O caso envolveu a então prefeita Fabíola Alves (PSDB), candidata à reeleição, o vice Cezar Silva (PSDB) e o vereador Pastor Lilo (MDB), que receberam apoio explícito da Igreja do Evangelho Quadrangular durante cultos religiosos. Segundo o processo, os candidatos foram apresentados aos fiéis como representantes escolhidos pela igreja, receberam orações voltadas para a disputa eleitoral e tiveram suas candidaturas defendidas publicamente no púlpito diante de uma grande audiência.
Ao analisar o recurso, o ministro Antonio Carlos Ferreira destacou que a liberdade religiosa não impede a aplicação da legislação eleitoral quando há desvio de finalidade para promoção política.
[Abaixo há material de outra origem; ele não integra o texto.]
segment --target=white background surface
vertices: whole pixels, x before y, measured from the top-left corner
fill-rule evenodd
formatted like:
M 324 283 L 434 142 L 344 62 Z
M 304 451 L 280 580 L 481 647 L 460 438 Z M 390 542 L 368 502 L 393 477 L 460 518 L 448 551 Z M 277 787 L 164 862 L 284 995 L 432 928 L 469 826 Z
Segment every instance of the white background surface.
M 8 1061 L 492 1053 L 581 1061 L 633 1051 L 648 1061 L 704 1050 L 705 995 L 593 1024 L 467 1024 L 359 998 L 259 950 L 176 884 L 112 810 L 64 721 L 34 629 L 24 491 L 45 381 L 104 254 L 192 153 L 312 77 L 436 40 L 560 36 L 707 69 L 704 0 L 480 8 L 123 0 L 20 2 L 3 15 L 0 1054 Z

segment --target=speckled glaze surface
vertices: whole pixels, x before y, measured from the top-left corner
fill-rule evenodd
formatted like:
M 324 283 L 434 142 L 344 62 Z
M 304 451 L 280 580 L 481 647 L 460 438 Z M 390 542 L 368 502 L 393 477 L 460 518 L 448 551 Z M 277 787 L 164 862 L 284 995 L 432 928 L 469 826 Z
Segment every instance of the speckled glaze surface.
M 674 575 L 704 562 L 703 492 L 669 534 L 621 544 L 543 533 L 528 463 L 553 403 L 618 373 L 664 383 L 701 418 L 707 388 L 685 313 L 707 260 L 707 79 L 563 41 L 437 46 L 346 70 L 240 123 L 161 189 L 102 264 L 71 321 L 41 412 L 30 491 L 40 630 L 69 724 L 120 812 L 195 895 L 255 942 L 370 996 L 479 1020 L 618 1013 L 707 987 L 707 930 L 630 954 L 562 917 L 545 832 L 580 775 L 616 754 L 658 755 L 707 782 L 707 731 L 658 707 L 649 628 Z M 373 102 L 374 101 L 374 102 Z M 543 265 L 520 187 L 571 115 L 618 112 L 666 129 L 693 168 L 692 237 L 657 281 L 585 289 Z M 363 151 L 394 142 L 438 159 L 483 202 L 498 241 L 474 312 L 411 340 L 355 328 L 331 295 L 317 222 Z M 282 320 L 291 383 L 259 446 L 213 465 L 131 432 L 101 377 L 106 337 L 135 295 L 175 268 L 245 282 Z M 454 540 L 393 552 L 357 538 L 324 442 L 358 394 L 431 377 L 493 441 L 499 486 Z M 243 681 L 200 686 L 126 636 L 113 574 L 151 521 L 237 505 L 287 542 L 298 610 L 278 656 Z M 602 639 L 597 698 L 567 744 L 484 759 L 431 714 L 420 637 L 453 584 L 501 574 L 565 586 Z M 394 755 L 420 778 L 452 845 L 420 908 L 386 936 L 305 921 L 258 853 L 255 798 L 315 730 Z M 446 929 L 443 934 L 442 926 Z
Segundo ele, as manifestações feitas durante os cultos demonstraram claramente que a autoridade e a estrutura religiosa foram instrumentalizadas para beneficiar eleitoralmente os candidatos, comprometendo a igualdade da disputa.
A decisão também reafirma um entendimento consolidado pelo TSE desde 2020: embora não exista juridicamente a figura específica do “abuso de poder religioso”, atos praticados por igrejas ou líderes religiosos podem configurar abuso de poder político ou econômico, dependendo do caso concreto.